The only woman or man in NCAA history to record 2,000 career points (2,562), 1,000 rebounds (1,040) and 1,000 assists (1,091), Ionescu averaged 17.5 points, a career-high 8.6 rebounds and an NCAA-leading 9.1 assists per game as a senior while leading the Ducks to a 31-2 overall record and a sweep of the Pac-12 regular-season and tournament championships.

Ionescu tied her own NCAA single-season record with eight triple-doubles in 2019-20 to give her 26 for her career, 14 more than any other man or woman in collegiate history. She was named the Pac-12 Tournament most outstanding player for the second time in her career before going on to become just the third Oregon student-athlete ever to be taken first overall in their respective professional draft.
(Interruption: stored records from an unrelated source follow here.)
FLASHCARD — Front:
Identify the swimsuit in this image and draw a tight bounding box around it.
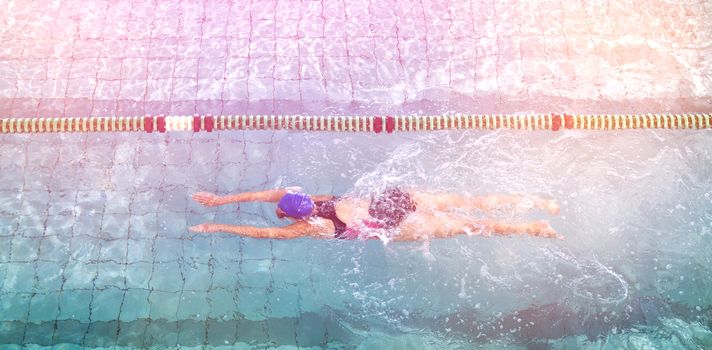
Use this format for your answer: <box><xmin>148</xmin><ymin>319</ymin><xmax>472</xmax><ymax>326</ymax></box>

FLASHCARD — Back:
<box><xmin>313</xmin><ymin>196</ymin><xmax>355</xmax><ymax>239</ymax></box>
<box><xmin>312</xmin><ymin>188</ymin><xmax>415</xmax><ymax>240</ymax></box>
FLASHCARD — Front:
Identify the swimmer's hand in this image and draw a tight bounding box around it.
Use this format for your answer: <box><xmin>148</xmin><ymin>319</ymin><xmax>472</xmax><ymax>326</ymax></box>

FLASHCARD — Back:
<box><xmin>188</xmin><ymin>224</ymin><xmax>218</xmax><ymax>233</ymax></box>
<box><xmin>193</xmin><ymin>192</ymin><xmax>225</xmax><ymax>207</ymax></box>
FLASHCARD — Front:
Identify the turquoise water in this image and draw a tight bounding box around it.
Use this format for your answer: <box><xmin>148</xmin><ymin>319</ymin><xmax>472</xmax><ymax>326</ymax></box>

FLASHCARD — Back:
<box><xmin>0</xmin><ymin>131</ymin><xmax>712</xmax><ymax>349</ymax></box>
<box><xmin>0</xmin><ymin>0</ymin><xmax>712</xmax><ymax>349</ymax></box>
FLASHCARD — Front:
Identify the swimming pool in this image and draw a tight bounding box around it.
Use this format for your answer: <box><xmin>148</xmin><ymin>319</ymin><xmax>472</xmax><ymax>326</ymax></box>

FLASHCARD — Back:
<box><xmin>0</xmin><ymin>1</ymin><xmax>712</xmax><ymax>349</ymax></box>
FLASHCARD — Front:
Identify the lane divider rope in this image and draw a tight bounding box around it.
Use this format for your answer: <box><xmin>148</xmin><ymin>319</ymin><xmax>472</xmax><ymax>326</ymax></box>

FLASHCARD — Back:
<box><xmin>0</xmin><ymin>113</ymin><xmax>712</xmax><ymax>134</ymax></box>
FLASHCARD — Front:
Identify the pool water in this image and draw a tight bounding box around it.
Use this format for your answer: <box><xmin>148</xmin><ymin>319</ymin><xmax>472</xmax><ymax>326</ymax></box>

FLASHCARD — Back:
<box><xmin>0</xmin><ymin>0</ymin><xmax>712</xmax><ymax>349</ymax></box>
<box><xmin>0</xmin><ymin>131</ymin><xmax>712</xmax><ymax>348</ymax></box>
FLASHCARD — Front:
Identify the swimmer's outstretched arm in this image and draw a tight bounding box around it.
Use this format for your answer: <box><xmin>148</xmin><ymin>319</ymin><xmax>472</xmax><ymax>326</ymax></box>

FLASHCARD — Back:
<box><xmin>193</xmin><ymin>188</ymin><xmax>333</xmax><ymax>207</ymax></box>
<box><xmin>189</xmin><ymin>221</ymin><xmax>333</xmax><ymax>239</ymax></box>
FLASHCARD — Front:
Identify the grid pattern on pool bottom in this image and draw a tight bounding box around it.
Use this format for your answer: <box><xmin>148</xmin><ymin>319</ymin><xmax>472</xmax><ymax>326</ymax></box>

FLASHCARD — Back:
<box><xmin>0</xmin><ymin>133</ymin><xmax>372</xmax><ymax>347</ymax></box>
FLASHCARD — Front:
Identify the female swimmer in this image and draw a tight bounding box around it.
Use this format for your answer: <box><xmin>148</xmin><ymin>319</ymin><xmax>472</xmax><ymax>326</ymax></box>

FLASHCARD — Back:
<box><xmin>190</xmin><ymin>188</ymin><xmax>562</xmax><ymax>241</ymax></box>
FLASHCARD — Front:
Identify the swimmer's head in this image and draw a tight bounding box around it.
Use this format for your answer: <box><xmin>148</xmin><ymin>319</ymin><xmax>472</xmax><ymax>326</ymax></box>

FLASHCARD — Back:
<box><xmin>368</xmin><ymin>187</ymin><xmax>415</xmax><ymax>228</ymax></box>
<box><xmin>277</xmin><ymin>192</ymin><xmax>314</xmax><ymax>219</ymax></box>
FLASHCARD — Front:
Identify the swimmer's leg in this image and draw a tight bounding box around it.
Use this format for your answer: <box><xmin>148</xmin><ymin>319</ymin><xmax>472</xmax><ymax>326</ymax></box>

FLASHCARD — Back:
<box><xmin>413</xmin><ymin>192</ymin><xmax>559</xmax><ymax>215</ymax></box>
<box><xmin>472</xmin><ymin>195</ymin><xmax>559</xmax><ymax>215</ymax></box>
<box><xmin>460</xmin><ymin>219</ymin><xmax>564</xmax><ymax>239</ymax></box>
<box><xmin>395</xmin><ymin>212</ymin><xmax>563</xmax><ymax>241</ymax></box>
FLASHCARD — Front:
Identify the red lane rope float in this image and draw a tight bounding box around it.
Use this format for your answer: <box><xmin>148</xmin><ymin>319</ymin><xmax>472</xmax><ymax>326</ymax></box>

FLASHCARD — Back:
<box><xmin>0</xmin><ymin>113</ymin><xmax>712</xmax><ymax>134</ymax></box>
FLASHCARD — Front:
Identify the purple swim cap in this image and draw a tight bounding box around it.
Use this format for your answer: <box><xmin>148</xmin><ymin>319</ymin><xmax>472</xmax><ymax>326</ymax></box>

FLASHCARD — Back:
<box><xmin>277</xmin><ymin>192</ymin><xmax>314</xmax><ymax>219</ymax></box>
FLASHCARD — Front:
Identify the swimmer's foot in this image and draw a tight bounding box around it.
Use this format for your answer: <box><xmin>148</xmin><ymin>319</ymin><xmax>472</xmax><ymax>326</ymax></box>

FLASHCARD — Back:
<box><xmin>193</xmin><ymin>192</ymin><xmax>223</xmax><ymax>207</ymax></box>
<box><xmin>188</xmin><ymin>224</ymin><xmax>215</xmax><ymax>233</ymax></box>
<box><xmin>526</xmin><ymin>221</ymin><xmax>564</xmax><ymax>239</ymax></box>
<box><xmin>534</xmin><ymin>198</ymin><xmax>560</xmax><ymax>215</ymax></box>
<box><xmin>542</xmin><ymin>200</ymin><xmax>560</xmax><ymax>215</ymax></box>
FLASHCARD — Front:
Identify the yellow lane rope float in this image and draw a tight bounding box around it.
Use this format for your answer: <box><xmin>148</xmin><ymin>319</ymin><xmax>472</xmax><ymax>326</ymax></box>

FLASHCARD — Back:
<box><xmin>0</xmin><ymin>113</ymin><xmax>712</xmax><ymax>134</ymax></box>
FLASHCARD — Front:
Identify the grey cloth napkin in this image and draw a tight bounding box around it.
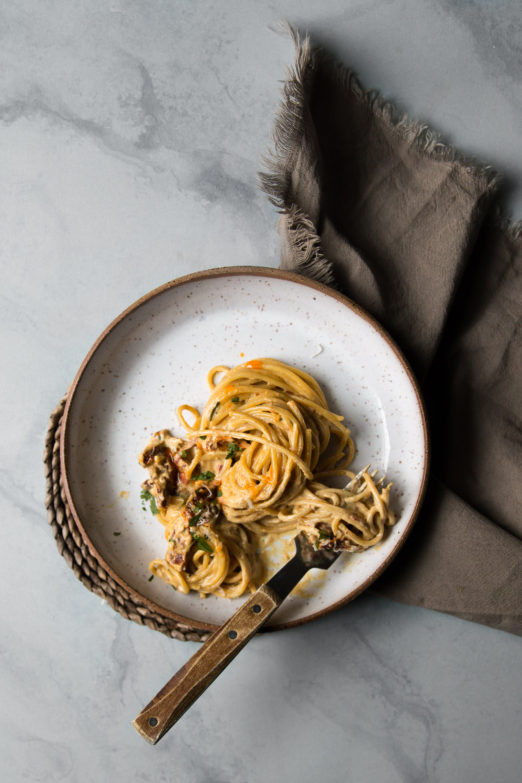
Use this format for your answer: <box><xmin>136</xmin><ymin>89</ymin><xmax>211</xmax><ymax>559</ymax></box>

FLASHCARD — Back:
<box><xmin>261</xmin><ymin>30</ymin><xmax>522</xmax><ymax>634</ymax></box>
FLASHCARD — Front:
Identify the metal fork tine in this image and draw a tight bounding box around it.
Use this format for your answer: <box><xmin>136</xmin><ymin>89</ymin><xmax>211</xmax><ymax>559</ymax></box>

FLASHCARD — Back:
<box><xmin>346</xmin><ymin>465</ymin><xmax>386</xmax><ymax>493</ymax></box>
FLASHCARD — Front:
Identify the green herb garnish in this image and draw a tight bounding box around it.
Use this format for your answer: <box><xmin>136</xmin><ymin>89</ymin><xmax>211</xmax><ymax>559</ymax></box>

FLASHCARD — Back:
<box><xmin>189</xmin><ymin>509</ymin><xmax>203</xmax><ymax>527</ymax></box>
<box><xmin>319</xmin><ymin>530</ymin><xmax>330</xmax><ymax>538</ymax></box>
<box><xmin>192</xmin><ymin>533</ymin><xmax>214</xmax><ymax>553</ymax></box>
<box><xmin>140</xmin><ymin>489</ymin><xmax>159</xmax><ymax>514</ymax></box>
<box><xmin>225</xmin><ymin>443</ymin><xmax>243</xmax><ymax>459</ymax></box>
<box><xmin>194</xmin><ymin>470</ymin><xmax>216</xmax><ymax>481</ymax></box>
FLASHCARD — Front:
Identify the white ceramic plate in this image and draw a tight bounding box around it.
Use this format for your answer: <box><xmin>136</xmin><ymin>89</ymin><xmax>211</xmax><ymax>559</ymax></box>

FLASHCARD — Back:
<box><xmin>61</xmin><ymin>267</ymin><xmax>428</xmax><ymax>628</ymax></box>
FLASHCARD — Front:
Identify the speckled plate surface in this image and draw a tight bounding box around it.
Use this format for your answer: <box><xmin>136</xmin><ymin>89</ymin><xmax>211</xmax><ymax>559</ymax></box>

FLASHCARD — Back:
<box><xmin>61</xmin><ymin>267</ymin><xmax>428</xmax><ymax>628</ymax></box>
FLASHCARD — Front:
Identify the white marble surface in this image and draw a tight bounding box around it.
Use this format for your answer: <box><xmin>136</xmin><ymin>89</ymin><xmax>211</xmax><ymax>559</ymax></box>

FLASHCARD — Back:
<box><xmin>0</xmin><ymin>0</ymin><xmax>522</xmax><ymax>783</ymax></box>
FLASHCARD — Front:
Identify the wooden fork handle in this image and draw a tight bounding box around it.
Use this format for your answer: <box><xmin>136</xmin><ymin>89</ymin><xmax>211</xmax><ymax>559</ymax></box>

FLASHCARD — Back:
<box><xmin>132</xmin><ymin>584</ymin><xmax>282</xmax><ymax>745</ymax></box>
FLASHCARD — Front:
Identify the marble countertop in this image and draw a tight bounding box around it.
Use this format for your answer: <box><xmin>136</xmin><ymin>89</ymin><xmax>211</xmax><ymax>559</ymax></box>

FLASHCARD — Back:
<box><xmin>0</xmin><ymin>0</ymin><xmax>522</xmax><ymax>783</ymax></box>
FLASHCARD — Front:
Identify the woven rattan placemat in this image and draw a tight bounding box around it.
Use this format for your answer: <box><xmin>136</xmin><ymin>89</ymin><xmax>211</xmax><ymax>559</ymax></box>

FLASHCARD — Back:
<box><xmin>44</xmin><ymin>397</ymin><xmax>210</xmax><ymax>642</ymax></box>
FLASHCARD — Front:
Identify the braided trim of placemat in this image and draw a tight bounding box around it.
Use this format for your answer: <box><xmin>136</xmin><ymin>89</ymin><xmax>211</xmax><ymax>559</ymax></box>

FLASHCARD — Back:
<box><xmin>44</xmin><ymin>397</ymin><xmax>210</xmax><ymax>642</ymax></box>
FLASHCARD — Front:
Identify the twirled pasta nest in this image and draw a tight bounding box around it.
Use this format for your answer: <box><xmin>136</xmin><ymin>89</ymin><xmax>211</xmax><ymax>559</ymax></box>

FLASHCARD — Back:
<box><xmin>139</xmin><ymin>359</ymin><xmax>395</xmax><ymax>598</ymax></box>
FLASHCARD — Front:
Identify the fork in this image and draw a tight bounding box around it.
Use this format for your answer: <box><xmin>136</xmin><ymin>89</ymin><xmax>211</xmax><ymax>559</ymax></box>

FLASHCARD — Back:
<box><xmin>132</xmin><ymin>533</ymin><xmax>339</xmax><ymax>745</ymax></box>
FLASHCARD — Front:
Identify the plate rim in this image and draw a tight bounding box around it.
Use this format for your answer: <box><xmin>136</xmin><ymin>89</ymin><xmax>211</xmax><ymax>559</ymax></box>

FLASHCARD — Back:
<box><xmin>60</xmin><ymin>266</ymin><xmax>430</xmax><ymax>632</ymax></box>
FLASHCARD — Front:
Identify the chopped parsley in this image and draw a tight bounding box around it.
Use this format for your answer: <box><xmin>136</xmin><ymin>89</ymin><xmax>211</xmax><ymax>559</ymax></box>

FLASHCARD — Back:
<box><xmin>192</xmin><ymin>533</ymin><xmax>214</xmax><ymax>553</ymax></box>
<box><xmin>194</xmin><ymin>470</ymin><xmax>216</xmax><ymax>481</ymax></box>
<box><xmin>140</xmin><ymin>489</ymin><xmax>159</xmax><ymax>514</ymax></box>
<box><xmin>319</xmin><ymin>530</ymin><xmax>330</xmax><ymax>538</ymax></box>
<box><xmin>225</xmin><ymin>443</ymin><xmax>243</xmax><ymax>459</ymax></box>
<box><xmin>189</xmin><ymin>509</ymin><xmax>203</xmax><ymax>527</ymax></box>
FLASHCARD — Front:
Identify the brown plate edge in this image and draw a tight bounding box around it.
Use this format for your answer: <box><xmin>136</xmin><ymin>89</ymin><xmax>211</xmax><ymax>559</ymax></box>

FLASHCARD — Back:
<box><xmin>60</xmin><ymin>266</ymin><xmax>430</xmax><ymax>632</ymax></box>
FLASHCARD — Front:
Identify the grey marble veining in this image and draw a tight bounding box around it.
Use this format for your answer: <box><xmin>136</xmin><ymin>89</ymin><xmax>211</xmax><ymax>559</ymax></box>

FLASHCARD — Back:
<box><xmin>0</xmin><ymin>0</ymin><xmax>522</xmax><ymax>783</ymax></box>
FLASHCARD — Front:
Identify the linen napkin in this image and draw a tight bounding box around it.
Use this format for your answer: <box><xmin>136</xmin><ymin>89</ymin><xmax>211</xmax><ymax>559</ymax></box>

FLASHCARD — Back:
<box><xmin>260</xmin><ymin>33</ymin><xmax>522</xmax><ymax>634</ymax></box>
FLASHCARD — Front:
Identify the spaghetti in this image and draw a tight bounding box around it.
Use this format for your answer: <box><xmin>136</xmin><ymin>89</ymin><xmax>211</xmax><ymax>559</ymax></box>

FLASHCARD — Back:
<box><xmin>139</xmin><ymin>359</ymin><xmax>395</xmax><ymax>598</ymax></box>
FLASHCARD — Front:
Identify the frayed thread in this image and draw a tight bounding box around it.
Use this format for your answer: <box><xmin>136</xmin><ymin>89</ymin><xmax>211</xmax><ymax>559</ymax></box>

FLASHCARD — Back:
<box><xmin>259</xmin><ymin>23</ymin><xmax>500</xmax><ymax>211</ymax></box>
<box><xmin>280</xmin><ymin>204</ymin><xmax>337</xmax><ymax>288</ymax></box>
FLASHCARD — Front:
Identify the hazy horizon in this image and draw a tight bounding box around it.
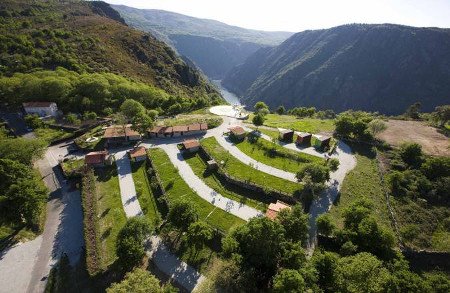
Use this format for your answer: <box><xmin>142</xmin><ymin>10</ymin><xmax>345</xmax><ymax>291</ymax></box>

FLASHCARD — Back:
<box><xmin>105</xmin><ymin>0</ymin><xmax>450</xmax><ymax>32</ymax></box>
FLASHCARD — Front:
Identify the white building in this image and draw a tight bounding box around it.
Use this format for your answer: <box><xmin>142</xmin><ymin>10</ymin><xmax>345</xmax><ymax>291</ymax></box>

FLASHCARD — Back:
<box><xmin>22</xmin><ymin>102</ymin><xmax>58</xmax><ymax>117</ymax></box>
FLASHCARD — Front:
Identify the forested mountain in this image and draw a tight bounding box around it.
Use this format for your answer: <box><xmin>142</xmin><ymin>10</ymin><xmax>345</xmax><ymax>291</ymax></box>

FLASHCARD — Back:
<box><xmin>223</xmin><ymin>24</ymin><xmax>450</xmax><ymax>114</ymax></box>
<box><xmin>113</xmin><ymin>5</ymin><xmax>292</xmax><ymax>79</ymax></box>
<box><xmin>0</xmin><ymin>0</ymin><xmax>221</xmax><ymax>110</ymax></box>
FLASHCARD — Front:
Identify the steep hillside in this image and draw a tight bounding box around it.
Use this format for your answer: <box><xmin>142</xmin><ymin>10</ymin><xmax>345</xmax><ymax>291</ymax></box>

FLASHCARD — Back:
<box><xmin>0</xmin><ymin>0</ymin><xmax>220</xmax><ymax>102</ymax></box>
<box><xmin>223</xmin><ymin>24</ymin><xmax>450</xmax><ymax>114</ymax></box>
<box><xmin>113</xmin><ymin>5</ymin><xmax>292</xmax><ymax>79</ymax></box>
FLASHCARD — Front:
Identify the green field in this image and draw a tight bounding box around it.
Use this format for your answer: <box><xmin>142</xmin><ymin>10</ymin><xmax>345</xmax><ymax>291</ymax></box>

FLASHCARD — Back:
<box><xmin>232</xmin><ymin>136</ymin><xmax>325</xmax><ymax>173</ymax></box>
<box><xmin>330</xmin><ymin>146</ymin><xmax>391</xmax><ymax>228</ymax></box>
<box><xmin>201</xmin><ymin>137</ymin><xmax>302</xmax><ymax>195</ymax></box>
<box><xmin>185</xmin><ymin>154</ymin><xmax>269</xmax><ymax>212</ymax></box>
<box><xmin>131</xmin><ymin>161</ymin><xmax>161</xmax><ymax>225</ymax></box>
<box><xmin>34</xmin><ymin>127</ymin><xmax>72</xmax><ymax>143</ymax></box>
<box><xmin>149</xmin><ymin>149</ymin><xmax>245</xmax><ymax>232</ymax></box>
<box><xmin>95</xmin><ymin>166</ymin><xmax>127</xmax><ymax>269</ymax></box>
<box><xmin>248</xmin><ymin>114</ymin><xmax>335</xmax><ymax>133</ymax></box>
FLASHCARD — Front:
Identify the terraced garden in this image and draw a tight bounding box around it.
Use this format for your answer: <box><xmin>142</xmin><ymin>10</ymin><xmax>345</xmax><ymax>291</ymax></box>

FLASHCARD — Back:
<box><xmin>149</xmin><ymin>149</ymin><xmax>245</xmax><ymax>232</ymax></box>
<box><xmin>232</xmin><ymin>136</ymin><xmax>325</xmax><ymax>173</ymax></box>
<box><xmin>200</xmin><ymin>137</ymin><xmax>302</xmax><ymax>195</ymax></box>
<box><xmin>95</xmin><ymin>165</ymin><xmax>127</xmax><ymax>269</ymax></box>
<box><xmin>131</xmin><ymin>161</ymin><xmax>161</xmax><ymax>226</ymax></box>
<box><xmin>184</xmin><ymin>154</ymin><xmax>269</xmax><ymax>212</ymax></box>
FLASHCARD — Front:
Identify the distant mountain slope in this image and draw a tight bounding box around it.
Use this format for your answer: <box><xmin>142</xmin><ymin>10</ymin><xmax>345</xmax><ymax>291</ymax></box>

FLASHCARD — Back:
<box><xmin>113</xmin><ymin>5</ymin><xmax>292</xmax><ymax>79</ymax></box>
<box><xmin>223</xmin><ymin>24</ymin><xmax>450</xmax><ymax>114</ymax></box>
<box><xmin>0</xmin><ymin>0</ymin><xmax>220</xmax><ymax>101</ymax></box>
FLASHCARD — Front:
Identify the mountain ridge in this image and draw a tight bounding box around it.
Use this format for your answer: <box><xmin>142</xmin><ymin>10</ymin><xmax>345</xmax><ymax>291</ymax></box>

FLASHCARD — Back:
<box><xmin>223</xmin><ymin>24</ymin><xmax>450</xmax><ymax>114</ymax></box>
<box><xmin>112</xmin><ymin>5</ymin><xmax>293</xmax><ymax>79</ymax></box>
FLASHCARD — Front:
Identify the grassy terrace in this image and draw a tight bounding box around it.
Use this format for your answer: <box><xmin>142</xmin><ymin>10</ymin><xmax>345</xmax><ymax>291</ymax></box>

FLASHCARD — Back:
<box><xmin>95</xmin><ymin>166</ymin><xmax>127</xmax><ymax>269</ymax></box>
<box><xmin>149</xmin><ymin>149</ymin><xmax>244</xmax><ymax>232</ymax></box>
<box><xmin>232</xmin><ymin>138</ymin><xmax>325</xmax><ymax>173</ymax></box>
<box><xmin>131</xmin><ymin>161</ymin><xmax>161</xmax><ymax>224</ymax></box>
<box><xmin>185</xmin><ymin>154</ymin><xmax>269</xmax><ymax>212</ymax></box>
<box><xmin>201</xmin><ymin>137</ymin><xmax>302</xmax><ymax>195</ymax></box>
<box><xmin>248</xmin><ymin>114</ymin><xmax>335</xmax><ymax>133</ymax></box>
<box><xmin>330</xmin><ymin>146</ymin><xmax>391</xmax><ymax>228</ymax></box>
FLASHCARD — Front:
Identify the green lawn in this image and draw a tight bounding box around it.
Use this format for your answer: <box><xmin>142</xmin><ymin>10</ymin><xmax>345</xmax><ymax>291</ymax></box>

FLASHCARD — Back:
<box><xmin>248</xmin><ymin>114</ymin><xmax>335</xmax><ymax>133</ymax></box>
<box><xmin>149</xmin><ymin>149</ymin><xmax>245</xmax><ymax>232</ymax></box>
<box><xmin>330</xmin><ymin>146</ymin><xmax>391</xmax><ymax>228</ymax></box>
<box><xmin>185</xmin><ymin>154</ymin><xmax>269</xmax><ymax>212</ymax></box>
<box><xmin>75</xmin><ymin>125</ymin><xmax>105</xmax><ymax>150</ymax></box>
<box><xmin>232</xmin><ymin>136</ymin><xmax>325</xmax><ymax>173</ymax></box>
<box><xmin>95</xmin><ymin>165</ymin><xmax>127</xmax><ymax>269</ymax></box>
<box><xmin>201</xmin><ymin>137</ymin><xmax>302</xmax><ymax>195</ymax></box>
<box><xmin>34</xmin><ymin>127</ymin><xmax>72</xmax><ymax>143</ymax></box>
<box><xmin>131</xmin><ymin>161</ymin><xmax>161</xmax><ymax>225</ymax></box>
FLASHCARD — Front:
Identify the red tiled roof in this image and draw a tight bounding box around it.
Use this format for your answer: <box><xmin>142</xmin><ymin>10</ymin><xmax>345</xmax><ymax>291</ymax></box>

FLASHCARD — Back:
<box><xmin>22</xmin><ymin>102</ymin><xmax>53</xmax><ymax>108</ymax></box>
<box><xmin>103</xmin><ymin>124</ymin><xmax>139</xmax><ymax>138</ymax></box>
<box><xmin>183</xmin><ymin>139</ymin><xmax>200</xmax><ymax>150</ymax></box>
<box><xmin>172</xmin><ymin>125</ymin><xmax>189</xmax><ymax>132</ymax></box>
<box><xmin>266</xmin><ymin>200</ymin><xmax>291</xmax><ymax>220</ymax></box>
<box><xmin>128</xmin><ymin>147</ymin><xmax>147</xmax><ymax>158</ymax></box>
<box><xmin>229</xmin><ymin>126</ymin><xmax>245</xmax><ymax>135</ymax></box>
<box><xmin>84</xmin><ymin>151</ymin><xmax>108</xmax><ymax>165</ymax></box>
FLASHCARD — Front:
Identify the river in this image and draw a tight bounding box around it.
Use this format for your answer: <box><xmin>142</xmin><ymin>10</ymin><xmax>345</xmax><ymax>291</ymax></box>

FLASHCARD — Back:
<box><xmin>212</xmin><ymin>80</ymin><xmax>241</xmax><ymax>105</ymax></box>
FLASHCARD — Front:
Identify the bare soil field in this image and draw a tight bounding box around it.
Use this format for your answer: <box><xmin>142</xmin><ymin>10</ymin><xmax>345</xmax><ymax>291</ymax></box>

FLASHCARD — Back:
<box><xmin>378</xmin><ymin>120</ymin><xmax>450</xmax><ymax>156</ymax></box>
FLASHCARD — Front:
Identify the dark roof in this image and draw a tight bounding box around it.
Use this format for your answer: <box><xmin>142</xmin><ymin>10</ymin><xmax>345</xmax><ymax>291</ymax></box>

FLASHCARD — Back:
<box><xmin>84</xmin><ymin>151</ymin><xmax>108</xmax><ymax>165</ymax></box>
<box><xmin>229</xmin><ymin>126</ymin><xmax>245</xmax><ymax>135</ymax></box>
<box><xmin>22</xmin><ymin>102</ymin><xmax>54</xmax><ymax>108</ymax></box>
<box><xmin>128</xmin><ymin>147</ymin><xmax>147</xmax><ymax>158</ymax></box>
<box><xmin>183</xmin><ymin>139</ymin><xmax>200</xmax><ymax>150</ymax></box>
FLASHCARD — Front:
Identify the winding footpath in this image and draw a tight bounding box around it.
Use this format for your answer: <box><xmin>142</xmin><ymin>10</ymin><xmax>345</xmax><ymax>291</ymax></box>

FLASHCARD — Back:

The face of college basketball, Ionescu captured the hearts of the nation on February 24 when she delivered a heartfelt speech at the memorial service for Kobe and Gianna Bryant. Ionescu flew from Los Angeles back to the Bay Area after the ceremony, just hours before she posted her 26th career triple-double and became the first member of the 2K/1K/1K club while leading Oregon to a huge win at No. 4 Stanford.

Ionescu ends her historic career as the Pac-12 all-time leader for both men and women with 1,091 assists, which ranks fourth in NCAA women’s basketball history. Ionescu is also Oregon’s all-time leader in points, three-point field goals (329) and double-figure scoring games (134), and she is in the top five all-time in six more categories.